These pancakes differ in two ways. First, galettes contain buckwheat flour, whereas crêpes contain wheat flour. Second, galettes usually have savory fillings, whereas crêpes usually have sweet fillings.

Buckwheat does not contain gluten and thus is safe for people with gluten allergies or intolerance to eat. (However, before ordering a galette in a restaurant, ask your waiter about its preparation. Sometimes white wheat flour is added to lighten the galette. Also, the chef may use the same equipment to make both galettes and crêpes.)

Galettes date back to the 1100s, when Crusaders coming home from fighting the Saracens introduced buckwheat to Brittany. Even today, sarrasin remains a French word for buckwheat. Crêpes first appeared in the early 20th century, when the price of white flour first dropped low enough that poor people could afford it.

PictureSparkling cider from Brittany.
Traditionally, Bretons drink sweet (doux) or dry (sec) cider with their pancakes. This lightly alcoholic drink is sparkly.

Although cultural transmission has historically been from the dominant culture of France to the isolated culture of Brittany, Gallic France has adopted the Breton custom of eating galettes and crêpes. Crêperies (restaurants that serve these pancakes) can be found in places throughout France. Also, the French celebrate the Roman Catholic holiday Candlemas (2 February) by eating galettes and crêpes.

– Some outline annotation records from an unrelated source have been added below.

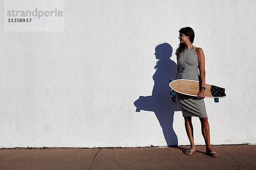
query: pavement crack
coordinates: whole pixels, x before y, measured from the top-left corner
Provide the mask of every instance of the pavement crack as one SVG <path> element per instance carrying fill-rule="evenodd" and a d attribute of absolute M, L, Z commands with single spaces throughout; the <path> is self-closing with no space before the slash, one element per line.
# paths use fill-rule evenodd
<path fill-rule="evenodd" d="M 96 152 L 95 152 L 94 154 L 91 157 L 88 162 L 86 164 L 82 170 L 89 170 L 90 168 L 93 165 L 93 163 L 94 163 L 94 162 L 98 157 L 98 156 L 99 155 L 99 153 L 101 152 L 102 150 L 102 149 L 100 148 L 98 150 L 96 151 Z"/>
<path fill-rule="evenodd" d="M 234 163 L 236 165 L 238 165 L 238 166 L 239 166 L 240 167 L 240 168 L 241 168 L 242 170 L 244 169 L 244 166 L 241 164 L 239 163 L 238 161 L 237 161 L 235 158 L 233 158 L 232 156 L 231 156 L 229 153 L 228 153 L 224 149 L 224 148 L 223 148 L 222 147 L 220 146 L 218 146 L 218 147 L 221 150 L 222 150 L 224 153 L 225 153 L 226 155 L 227 155 L 227 157 L 229 157 L 233 162 L 233 163 Z"/>

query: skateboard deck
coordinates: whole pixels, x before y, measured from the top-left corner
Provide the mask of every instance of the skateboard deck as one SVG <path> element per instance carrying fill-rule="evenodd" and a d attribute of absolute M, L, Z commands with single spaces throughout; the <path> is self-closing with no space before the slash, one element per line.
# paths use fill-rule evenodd
<path fill-rule="evenodd" d="M 197 96 L 200 91 L 199 82 L 185 79 L 172 80 L 170 80 L 169 85 L 174 91 L 183 94 Z M 206 84 L 205 88 L 205 97 L 221 98 L 226 97 L 224 88 Z"/>

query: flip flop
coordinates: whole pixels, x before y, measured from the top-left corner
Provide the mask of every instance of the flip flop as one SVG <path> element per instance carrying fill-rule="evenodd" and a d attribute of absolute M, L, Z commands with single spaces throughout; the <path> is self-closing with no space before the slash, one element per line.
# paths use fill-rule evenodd
<path fill-rule="evenodd" d="M 191 154 L 189 154 L 189 153 L 190 153 L 190 151 L 191 151 L 191 150 L 192 150 L 192 151 L 193 151 L 193 152 L 192 153 L 191 153 Z M 185 153 L 184 153 L 184 154 L 185 154 L 185 155 L 193 155 L 193 153 L 194 153 L 194 152 L 196 152 L 196 150 L 192 150 L 192 149 L 191 149 L 191 150 L 187 150 L 187 151 L 189 151 L 189 153 L 186 153 L 185 152 Z"/>
<path fill-rule="evenodd" d="M 211 153 L 214 153 L 214 156 L 212 155 L 212 154 Z M 209 152 L 209 153 L 206 153 L 206 154 L 208 155 L 208 156 L 210 156 L 211 157 L 213 157 L 214 158 L 218 158 L 218 157 L 219 157 L 220 156 L 219 155 L 217 155 L 216 154 L 216 152 Z"/>

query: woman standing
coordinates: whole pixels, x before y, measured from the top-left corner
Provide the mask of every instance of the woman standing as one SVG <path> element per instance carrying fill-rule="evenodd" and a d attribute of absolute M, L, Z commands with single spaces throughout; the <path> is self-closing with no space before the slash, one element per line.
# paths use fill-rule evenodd
<path fill-rule="evenodd" d="M 175 53 L 178 68 L 176 79 L 199 81 L 200 87 L 197 98 L 175 93 L 185 119 L 186 130 L 190 142 L 190 148 L 185 154 L 191 155 L 196 150 L 191 119 L 192 116 L 196 116 L 199 118 L 201 122 L 202 133 L 206 145 L 206 153 L 210 156 L 218 157 L 219 156 L 212 150 L 210 146 L 209 127 L 204 101 L 205 97 L 204 55 L 202 48 L 192 45 L 195 33 L 192 28 L 183 28 L 179 32 L 180 44 Z M 172 99 L 174 102 L 177 102 L 175 97 Z"/>

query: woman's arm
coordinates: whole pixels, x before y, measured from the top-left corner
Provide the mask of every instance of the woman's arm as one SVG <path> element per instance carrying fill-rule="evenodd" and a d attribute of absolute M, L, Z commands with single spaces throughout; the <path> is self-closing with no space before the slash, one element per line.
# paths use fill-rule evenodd
<path fill-rule="evenodd" d="M 178 55 L 177 55 L 177 69 L 178 69 L 178 71 L 177 71 L 177 75 L 175 78 L 175 79 L 176 79 L 177 78 L 177 76 L 178 76 L 178 74 L 179 74 L 179 71 L 180 70 L 180 68 L 179 68 L 179 66 L 178 65 L 178 59 L 179 58 L 179 56 Z M 175 96 L 174 97 L 172 97 L 172 102 L 173 102 L 174 103 L 177 103 L 177 102 L 176 102 L 176 96 Z"/>
<path fill-rule="evenodd" d="M 180 68 L 179 68 L 179 65 L 178 65 L 178 60 L 179 59 L 179 56 L 177 55 L 177 69 L 178 69 L 178 71 L 177 71 L 177 75 L 176 75 L 176 76 L 175 78 L 175 79 L 176 79 L 177 78 L 177 76 L 178 76 L 178 74 L 179 74 L 179 71 L 180 71 Z"/>
<path fill-rule="evenodd" d="M 205 87 L 205 68 L 204 68 L 204 54 L 201 48 L 197 50 L 197 55 L 198 59 L 198 68 L 199 69 L 199 86 L 200 88 Z M 198 94 L 198 99 L 205 97 L 205 90 L 200 88 Z"/>

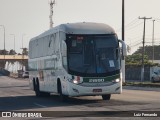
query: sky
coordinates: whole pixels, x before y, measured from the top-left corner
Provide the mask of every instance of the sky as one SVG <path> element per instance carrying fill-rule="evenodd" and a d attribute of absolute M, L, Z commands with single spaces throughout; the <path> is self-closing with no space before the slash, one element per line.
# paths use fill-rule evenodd
<path fill-rule="evenodd" d="M 54 26 L 74 22 L 105 23 L 121 39 L 122 0 L 56 0 Z M 160 0 L 125 0 L 125 42 L 133 53 L 142 46 L 143 20 L 155 21 L 155 44 L 160 44 Z M 49 29 L 49 0 L 0 0 L 0 25 L 5 26 L 6 49 L 22 52 L 29 40 Z M 151 45 L 153 19 L 146 20 L 146 45 Z M 0 49 L 4 49 L 4 30 L 0 26 Z"/>

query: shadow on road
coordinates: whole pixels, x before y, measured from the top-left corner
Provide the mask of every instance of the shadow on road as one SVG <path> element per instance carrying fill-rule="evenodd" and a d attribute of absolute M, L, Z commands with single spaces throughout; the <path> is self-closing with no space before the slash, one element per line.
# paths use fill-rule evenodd
<path fill-rule="evenodd" d="M 39 106 L 37 106 L 39 104 Z M 104 106 L 123 106 L 123 105 L 144 105 L 146 103 L 126 102 L 111 99 L 110 101 L 103 101 L 101 99 L 83 99 L 83 97 L 69 98 L 67 102 L 61 102 L 58 95 L 51 95 L 50 97 L 36 97 L 36 96 L 11 96 L 0 97 L 0 111 L 11 110 L 26 110 L 49 107 L 67 107 L 75 105 L 83 105 L 87 107 L 104 107 Z M 41 105 L 41 106 L 40 106 Z"/>

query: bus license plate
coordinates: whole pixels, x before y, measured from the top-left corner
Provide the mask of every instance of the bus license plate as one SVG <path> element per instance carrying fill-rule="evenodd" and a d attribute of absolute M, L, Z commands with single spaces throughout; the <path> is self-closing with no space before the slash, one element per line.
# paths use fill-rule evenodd
<path fill-rule="evenodd" d="M 102 89 L 93 89 L 93 92 L 102 92 Z"/>

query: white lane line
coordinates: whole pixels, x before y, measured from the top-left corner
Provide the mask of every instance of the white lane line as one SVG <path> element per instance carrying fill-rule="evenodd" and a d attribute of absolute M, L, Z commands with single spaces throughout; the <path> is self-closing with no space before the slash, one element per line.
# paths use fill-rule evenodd
<path fill-rule="evenodd" d="M 44 106 L 44 105 L 41 105 L 41 104 L 38 104 L 38 103 L 34 103 L 34 104 L 39 106 L 39 107 L 43 107 L 43 108 L 47 107 L 47 106 Z"/>

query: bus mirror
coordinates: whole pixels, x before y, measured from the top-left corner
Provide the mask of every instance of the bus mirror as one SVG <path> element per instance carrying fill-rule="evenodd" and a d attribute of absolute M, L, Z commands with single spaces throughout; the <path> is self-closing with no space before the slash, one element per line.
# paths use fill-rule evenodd
<path fill-rule="evenodd" d="M 125 42 L 123 40 L 119 40 L 119 42 L 122 44 L 122 55 L 127 56 L 127 49 Z"/>
<path fill-rule="evenodd" d="M 67 56 L 67 46 L 65 41 L 62 41 L 62 56 Z"/>

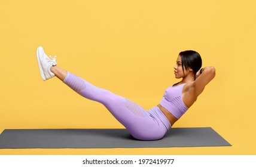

Many food cultures include flat pancakes made of ground grain and water. These include blinis (Russian), blintzes (Eastern Europe), sopes (Mexican), and dosas (Asian Indian).

—Shauna

 

More than a hundred stalls shelter under the hideous metal roof of le Marché des Capucins (the Capuchin Market) and spill out onto the sidewalks on two sides. This open-air market in Bordeaux first opened in 1749 in le Place des Capucins (named after the Capuchin order of monks). The market continues today near Place de la Victoire in a neighborhood of restaurants and ethnic stores.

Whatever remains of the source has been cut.